D’autres gens étaient venus témoigner à la veuve leur amitié et lui prêter assistance. Elle ne pouvait admettre, cependant, que ceux-là allaient la prendre en charge, elle et ses enfants, pendant longtemps. Elle ne se trompait pas. Elle se retrouva seule. Tout le monde l’avait fuie. Elle ne reprocha rien à personne ; chaque individu a une vie à vivre, et pour ne pas l’affadir, il doit éviter de trop s’inquiéter des ennuis des autres. Qu’il attende ses propres ennuis ! Rachida trouvait cela raisonnable ; chacun doit se débrouiller.
Elle avait tenu tête à la misère. Elle se pointait après les prières à la sortie de la mosquée. Sa main et celles de ses enfants se tendaient, implorantes, s’adressaient au fidèles pour les apitoyer et éveiller leur générosité. Elle se sentait en cet endroit en sécurité ; nul n’osait l’offenser. Les maux terrestres ne se réinstallent ordinairement dans les cœurs des fidèles que longtemps après les prières.

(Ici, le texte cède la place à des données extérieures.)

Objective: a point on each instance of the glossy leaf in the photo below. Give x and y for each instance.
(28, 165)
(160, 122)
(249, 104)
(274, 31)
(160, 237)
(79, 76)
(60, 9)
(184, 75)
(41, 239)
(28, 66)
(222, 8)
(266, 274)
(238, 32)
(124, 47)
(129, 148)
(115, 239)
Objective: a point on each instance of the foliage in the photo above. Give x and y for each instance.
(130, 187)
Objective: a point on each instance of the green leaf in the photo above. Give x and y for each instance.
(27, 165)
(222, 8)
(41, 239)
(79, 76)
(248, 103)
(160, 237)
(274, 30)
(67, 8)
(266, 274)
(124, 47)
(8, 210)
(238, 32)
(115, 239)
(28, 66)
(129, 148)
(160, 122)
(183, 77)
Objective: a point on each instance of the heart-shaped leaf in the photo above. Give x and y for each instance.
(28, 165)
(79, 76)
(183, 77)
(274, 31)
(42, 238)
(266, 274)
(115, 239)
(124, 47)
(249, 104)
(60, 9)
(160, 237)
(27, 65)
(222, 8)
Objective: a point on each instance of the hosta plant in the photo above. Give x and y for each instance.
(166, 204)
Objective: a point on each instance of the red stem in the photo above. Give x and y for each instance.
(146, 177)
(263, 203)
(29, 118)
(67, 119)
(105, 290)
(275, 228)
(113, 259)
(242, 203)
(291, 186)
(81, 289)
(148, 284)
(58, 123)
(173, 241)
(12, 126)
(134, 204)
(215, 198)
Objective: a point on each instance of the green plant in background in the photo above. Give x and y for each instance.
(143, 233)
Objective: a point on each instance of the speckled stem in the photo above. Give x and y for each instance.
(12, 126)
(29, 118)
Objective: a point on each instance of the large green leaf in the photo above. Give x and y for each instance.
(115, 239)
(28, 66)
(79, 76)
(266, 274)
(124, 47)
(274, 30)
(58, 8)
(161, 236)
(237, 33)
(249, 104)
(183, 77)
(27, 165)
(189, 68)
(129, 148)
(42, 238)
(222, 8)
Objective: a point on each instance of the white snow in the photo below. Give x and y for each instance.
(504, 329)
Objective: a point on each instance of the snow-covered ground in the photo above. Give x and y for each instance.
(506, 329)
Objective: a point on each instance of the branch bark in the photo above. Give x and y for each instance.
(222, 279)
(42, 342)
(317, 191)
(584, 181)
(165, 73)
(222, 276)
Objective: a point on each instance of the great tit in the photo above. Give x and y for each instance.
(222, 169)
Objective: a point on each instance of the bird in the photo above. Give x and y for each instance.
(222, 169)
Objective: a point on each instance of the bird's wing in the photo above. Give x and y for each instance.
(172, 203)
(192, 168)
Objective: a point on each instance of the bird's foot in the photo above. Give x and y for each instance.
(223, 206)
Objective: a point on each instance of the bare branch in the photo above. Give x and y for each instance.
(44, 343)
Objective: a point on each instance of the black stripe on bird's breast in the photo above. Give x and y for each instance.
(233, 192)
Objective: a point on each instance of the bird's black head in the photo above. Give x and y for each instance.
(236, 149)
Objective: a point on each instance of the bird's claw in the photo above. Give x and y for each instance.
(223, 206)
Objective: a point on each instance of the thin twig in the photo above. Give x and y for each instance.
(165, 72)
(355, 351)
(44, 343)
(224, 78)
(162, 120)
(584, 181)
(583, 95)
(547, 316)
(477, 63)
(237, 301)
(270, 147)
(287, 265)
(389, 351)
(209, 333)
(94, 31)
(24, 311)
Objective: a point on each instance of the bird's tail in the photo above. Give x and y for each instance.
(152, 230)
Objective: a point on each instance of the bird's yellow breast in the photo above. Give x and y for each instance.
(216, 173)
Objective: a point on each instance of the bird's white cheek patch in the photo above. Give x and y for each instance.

Ce fut un coup de klaxon qui lui annonça la fin de ses jours pénibles. Elle pensa d’abord que ça provenait de la voiture de l’un de ces vieux hommes aux cheveux grisonnants, que la fortune avait rajeunis et emplis d’impudeur. Elle continua alors son chemin sans se retourner. Mais la voiture s’avança, s’arrêta à sa proximité. Rachida constata qu’une femme était au volant :
-- Montez ! l’invita l’inconnue, je vous emmène chez-vous.
-- Merci madame, dit Rachida, nous sommes presque arrivés.
-- Montez ! Je vois que les enfants sont fatigués.
Rachida hésita un moment, puis ouvrit la portière arrière, poussent ses deux garçons à l’intérieur de la voiture puis prit place à coté de sa bienfaitrice.